In a nod of support to western Hays County residents concerned over unregulated commercial pumping of the Trinity Aquifer, Buda Council members unanimously approved a resolution supporting groundwater protection. 


Buda’s support, however, comes with a few self-serving injunctions.


The city “supports legislation that does not disproportionally and adversely affect municipal users,” the resolution unanimously approved Feb. 17 states in part.


Hays County’s unanimously approved resolution supporting groundwater protection states that the commissioners court “supports legislation to establish the proper local regulation of commercial and non-exempt groundwater production in aquifer areas currently outside of the respective groundwater conservation districts in Hays County.” 


Buda, however, is under contract with a commercial water supplier, which plans to pump 5.3 million gallons of water per day from the Trinity Aquifer in western Hays County. Council members had to be careful not to pass a resolution that frowned on that agreement.


“Because we have a contract with EP (Electro Purification), we had to make sure the wording of the resolution didn’t violate anything in our contract,” Buda Mayor Todd Ruge told the Hays Free Press.


During executive session, Buda council members hashed out the verbiage of a resolution, all the while not compromising the city’s attempt at obtaining 1 million gallons of water per day from EP, a Houston-based commercial water supplier.  The firm has contracts with Buda, Goforth Water Special Utility District and a private developer to supply a combined 5.3 million gallons of water per day from the Trinity. 


“We felt it was that we needed to do a resolution,” Ruge said. “And obviously we had to bracket it in a manner. But I think, the fact that we support legislation is really a fine line for us to walk.”


Council member Angela Kennedy, the lone official to vote against contracting with EP in January, said her support for the resolution comes out of a desire to regulate unregulated groundwater formations.


“There was a difference between our resolution and the one Hays County passed,” Kennedy said. “I am a firm believer in compromises and meeting everyone’s needs … my main goal was to support that white area where EP’s project is currently being implemented to be put under some sort of groundwater regulation.”


She said Buda’s legal counsel is very protective of the city’s interests and wanted to make sure the resolution made the point that Buda was going to protect those interests. 


“Obviously we had to be very careful,” Ruge said. “It was unanimous that we wanted to make some sort of a resolution.

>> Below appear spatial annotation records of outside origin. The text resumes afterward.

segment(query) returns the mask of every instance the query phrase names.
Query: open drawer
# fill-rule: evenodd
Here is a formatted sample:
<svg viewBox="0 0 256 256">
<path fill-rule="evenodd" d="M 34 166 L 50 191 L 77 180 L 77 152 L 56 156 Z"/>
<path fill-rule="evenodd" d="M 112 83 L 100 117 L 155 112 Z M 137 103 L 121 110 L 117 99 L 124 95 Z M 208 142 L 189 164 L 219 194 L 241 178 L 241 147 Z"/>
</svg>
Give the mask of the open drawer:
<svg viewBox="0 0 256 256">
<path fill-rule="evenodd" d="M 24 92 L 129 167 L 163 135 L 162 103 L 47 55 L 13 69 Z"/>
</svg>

And when you actually read it, it’s actually very, very similar to the county’s (resolution) in wording and in sentiment, except for a few minor changes.”


State Rep. Jason Isaac (Dripping Springs) filed House Bill 1191, which would create a five-mile buffer zone of protection around priority groundwater management areas where an entity seeking to pump groundwater would have to get permitted by the Texas Water Development Board. 


Buda council member George Haehn, after receiving assurances from City Attorney Cynthia Trevino that Isaac’s HB 1191 would not be retroactive, said at the Feb. 17 meeting “the bills are just political cover for Jason Isaac.”


Isaac said at a Feb. 10 town hall meeting in Wimberley that he wasn’t sure if HB 1191 would help Hays County residents concerned over EP’s proposed pumping, but that bills he plans to file March 11 will.


Isaac has said he will push bills to extend the borders of the Barton Springs/Edwards Aquifer Conservation District (BSEACD) and the Hays Trinity Groundwater Conservation District (HTGCD). 


Kennedy said it’s in Buda’s best interest to have the unregulated groundwater regulated so water it is pumped in a sustainable way.


Several other entities in Hays County have passed a resolution supporting groundwater protection in the county, including Mountain City, Kyle, Dripping Springs, Woodcreek, BSEACD, and the San Marcos and Wimberley school districts, among others.